GCC Countries Outlook
Bahrain: Growth is projected at 2% in 2019, expected to reach 2.2% in 2020. Non-oil growth is expected to slow to 2.4%, due to front-loaded FBP fiscal measures and tapering mega-project investments. Growth will resume in the coming years as efficiency gains from reforms materialize.
Kuwait: Growth is forecast at 1.6% in 2019 due to OPEC+ oil output cuts in the first half of the year. The economy is expected to grow at around 3% by 2020 as higher government spending supports the non-oil sector.
Oman: Growth is projected to slow to 1.2% in 2019 as Oman's commitment to the December 2018 OPEC+ output cut constrains oil production. There will be a one-off spike in growth to 6% in 2020 as the government plans to significantly increase investment in the Khazzan gas field. The potential boost from the diversification investment spending would continue supporting growth in 2021 and the medium term.
Qatar: Growth is expected to reach 3% in 2019, accelerating to 3.2% in 2020 and to 3.4% by 2021, as the country continues construction operations in preparation for the 2022 World Cup. In addition, higher infrastructure spending on Qatar National Vision 2030 projects aimed at diversifying the economy should help boost investor confidence.

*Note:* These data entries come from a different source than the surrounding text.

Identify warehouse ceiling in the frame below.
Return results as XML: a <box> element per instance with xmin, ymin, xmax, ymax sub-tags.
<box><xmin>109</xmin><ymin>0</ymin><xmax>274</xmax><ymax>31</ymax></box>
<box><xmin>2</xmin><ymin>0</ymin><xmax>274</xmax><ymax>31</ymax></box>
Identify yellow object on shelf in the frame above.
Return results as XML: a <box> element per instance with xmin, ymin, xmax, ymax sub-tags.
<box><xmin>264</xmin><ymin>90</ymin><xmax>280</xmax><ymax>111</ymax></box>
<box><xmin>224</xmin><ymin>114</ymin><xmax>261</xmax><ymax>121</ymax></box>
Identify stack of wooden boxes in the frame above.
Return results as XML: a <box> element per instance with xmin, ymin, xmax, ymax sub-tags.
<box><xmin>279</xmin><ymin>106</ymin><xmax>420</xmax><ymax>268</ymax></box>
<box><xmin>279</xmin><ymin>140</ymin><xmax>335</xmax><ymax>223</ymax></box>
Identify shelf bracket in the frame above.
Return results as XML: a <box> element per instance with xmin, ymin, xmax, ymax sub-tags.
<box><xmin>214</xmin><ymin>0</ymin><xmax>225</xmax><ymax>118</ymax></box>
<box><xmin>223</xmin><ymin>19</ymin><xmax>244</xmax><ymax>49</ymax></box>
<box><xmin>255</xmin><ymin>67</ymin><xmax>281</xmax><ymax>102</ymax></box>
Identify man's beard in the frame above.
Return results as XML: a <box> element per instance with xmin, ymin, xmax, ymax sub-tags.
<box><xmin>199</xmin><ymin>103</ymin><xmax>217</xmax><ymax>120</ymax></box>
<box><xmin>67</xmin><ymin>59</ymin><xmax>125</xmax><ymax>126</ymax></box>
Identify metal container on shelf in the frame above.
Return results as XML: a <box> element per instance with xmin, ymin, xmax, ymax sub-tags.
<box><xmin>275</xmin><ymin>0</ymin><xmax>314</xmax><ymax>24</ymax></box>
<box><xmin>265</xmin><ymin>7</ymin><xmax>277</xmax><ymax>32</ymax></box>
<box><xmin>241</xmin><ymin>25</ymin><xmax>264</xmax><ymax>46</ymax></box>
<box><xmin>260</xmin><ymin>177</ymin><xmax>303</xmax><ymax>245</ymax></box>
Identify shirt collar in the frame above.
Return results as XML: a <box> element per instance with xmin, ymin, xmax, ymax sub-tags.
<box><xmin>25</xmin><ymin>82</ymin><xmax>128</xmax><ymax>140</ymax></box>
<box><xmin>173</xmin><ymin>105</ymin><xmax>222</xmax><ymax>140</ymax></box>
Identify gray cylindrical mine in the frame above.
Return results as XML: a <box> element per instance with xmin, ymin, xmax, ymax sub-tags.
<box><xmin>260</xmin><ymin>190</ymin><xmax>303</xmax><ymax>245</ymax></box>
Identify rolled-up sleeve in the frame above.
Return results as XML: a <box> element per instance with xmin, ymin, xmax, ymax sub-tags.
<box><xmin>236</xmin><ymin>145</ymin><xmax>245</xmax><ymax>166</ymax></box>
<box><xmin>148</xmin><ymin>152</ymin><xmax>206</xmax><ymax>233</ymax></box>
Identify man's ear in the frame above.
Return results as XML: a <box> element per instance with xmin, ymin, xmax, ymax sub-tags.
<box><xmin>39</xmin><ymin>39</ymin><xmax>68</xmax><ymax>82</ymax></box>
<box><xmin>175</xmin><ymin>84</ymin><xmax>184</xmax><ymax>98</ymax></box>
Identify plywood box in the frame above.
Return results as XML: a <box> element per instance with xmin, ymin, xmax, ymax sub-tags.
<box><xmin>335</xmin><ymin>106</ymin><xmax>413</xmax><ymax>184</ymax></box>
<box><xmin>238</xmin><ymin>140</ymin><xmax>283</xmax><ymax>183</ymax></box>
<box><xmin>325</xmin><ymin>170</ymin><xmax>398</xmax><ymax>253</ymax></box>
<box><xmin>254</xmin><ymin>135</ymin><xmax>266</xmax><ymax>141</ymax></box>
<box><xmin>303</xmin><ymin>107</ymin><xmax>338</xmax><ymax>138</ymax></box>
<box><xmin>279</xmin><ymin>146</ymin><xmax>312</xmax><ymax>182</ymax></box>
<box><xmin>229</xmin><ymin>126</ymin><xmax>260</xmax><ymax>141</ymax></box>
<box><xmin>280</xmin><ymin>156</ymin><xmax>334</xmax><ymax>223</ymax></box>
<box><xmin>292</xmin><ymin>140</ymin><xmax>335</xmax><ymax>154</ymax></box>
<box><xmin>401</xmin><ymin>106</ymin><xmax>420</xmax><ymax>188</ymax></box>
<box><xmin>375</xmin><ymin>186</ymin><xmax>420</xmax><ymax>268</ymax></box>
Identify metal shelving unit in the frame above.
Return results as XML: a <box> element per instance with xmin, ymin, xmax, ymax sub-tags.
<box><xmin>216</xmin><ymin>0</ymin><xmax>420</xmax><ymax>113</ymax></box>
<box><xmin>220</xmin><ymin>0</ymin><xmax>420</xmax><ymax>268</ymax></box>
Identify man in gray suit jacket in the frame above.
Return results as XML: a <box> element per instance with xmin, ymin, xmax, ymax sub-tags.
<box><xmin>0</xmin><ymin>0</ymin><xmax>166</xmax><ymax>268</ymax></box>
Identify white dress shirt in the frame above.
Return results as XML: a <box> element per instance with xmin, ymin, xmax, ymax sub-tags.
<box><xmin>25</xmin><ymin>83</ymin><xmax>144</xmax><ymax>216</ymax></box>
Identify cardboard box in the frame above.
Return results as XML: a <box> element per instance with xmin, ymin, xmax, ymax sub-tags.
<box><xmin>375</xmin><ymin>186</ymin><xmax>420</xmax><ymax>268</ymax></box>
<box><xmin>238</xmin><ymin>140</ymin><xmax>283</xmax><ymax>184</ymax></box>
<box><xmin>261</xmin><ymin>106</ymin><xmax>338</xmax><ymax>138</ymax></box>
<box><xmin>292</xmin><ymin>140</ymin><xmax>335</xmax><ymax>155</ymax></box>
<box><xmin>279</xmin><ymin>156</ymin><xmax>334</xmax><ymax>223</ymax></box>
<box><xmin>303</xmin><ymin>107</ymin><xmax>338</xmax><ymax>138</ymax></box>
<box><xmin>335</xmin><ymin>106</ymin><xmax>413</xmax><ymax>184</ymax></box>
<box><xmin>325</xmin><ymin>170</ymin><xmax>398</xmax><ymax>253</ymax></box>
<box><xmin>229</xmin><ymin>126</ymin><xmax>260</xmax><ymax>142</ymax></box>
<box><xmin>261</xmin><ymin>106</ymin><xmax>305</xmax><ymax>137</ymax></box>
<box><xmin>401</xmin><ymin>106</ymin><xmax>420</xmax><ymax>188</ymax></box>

Saudi Arabia: Growth is expected to slow moderately to 1.7% in 2019, as higher government spending offsets the impact of oil production cuts implemented in the first half of 2019. It should then recover to over 3% in 2020 as oil production cuts are reversed, and as large infrastructure projects generate positive spillovers to private sector growth.
United Arab Emirates: Growth in the UAE is forecast at 2.6% in 2019, jumping to 3% in 2020 as the country pushes infrastructure investments ahead of Dubai’s Expo 2020. Economic growth is forecast to reach 3.2% by 2021 supported by the government’s economic stimulus plans, hosting Expo 2020, and improved growth prospects in trading partners.